経済学という宗教?

経済学における議論は、ともすれば、イデオロギー的、宗教的になることが珍しくない。それは、経済学における論証の方法が宗教的だからである。

一般の自然科学においては、ある理論、法則の根拠となるのは、再現性のある事実である。例えば、相対性理論は真空中の光の速さが一定である事実から導き出される。それに対して、経済学ではそれ自体が論証の必要性のある「仮説」から導き出されていることが多い。その「仮説」を肯定する事実が乏しい場合どころか、否定する事実が多く得られているケースも少なくない。そのような「仮説」に固執する点で経済学は宗教的と見なされてもしかたない。
均衡モデルにおける右上がりの供給曲線は、生産量を増やすに従い単位あたりの利潤が低下するという、収穫逓減を根拠としている。だが、収穫逓減はそれを裏付ける事実に乏しいどころか、それを否定する事実がいくらでもある。

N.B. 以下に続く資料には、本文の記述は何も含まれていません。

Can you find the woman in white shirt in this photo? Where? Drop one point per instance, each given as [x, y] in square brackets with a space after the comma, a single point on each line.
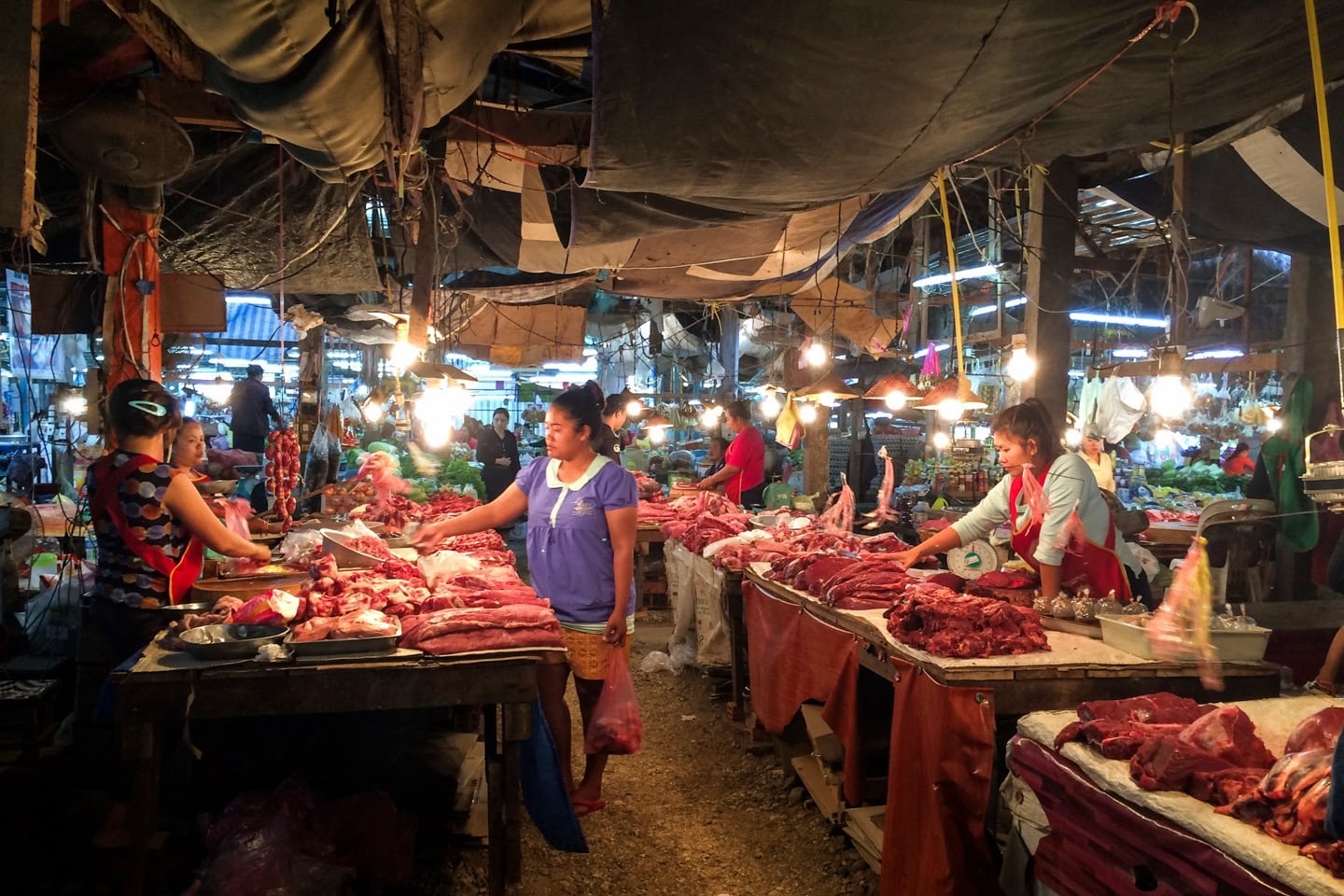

自由貿易を擁護する根拠として挙げられるのが、リカードの比較優位である。比較優位による分業が両者の利益になるというものである。だが、自由貿易が比較優位による分業をもたらすか否かは明確ではない。仮に自由貿易が比較優位による分業をもたらすとしても、それが、何百年、何千年もかかるものであれば意味はない。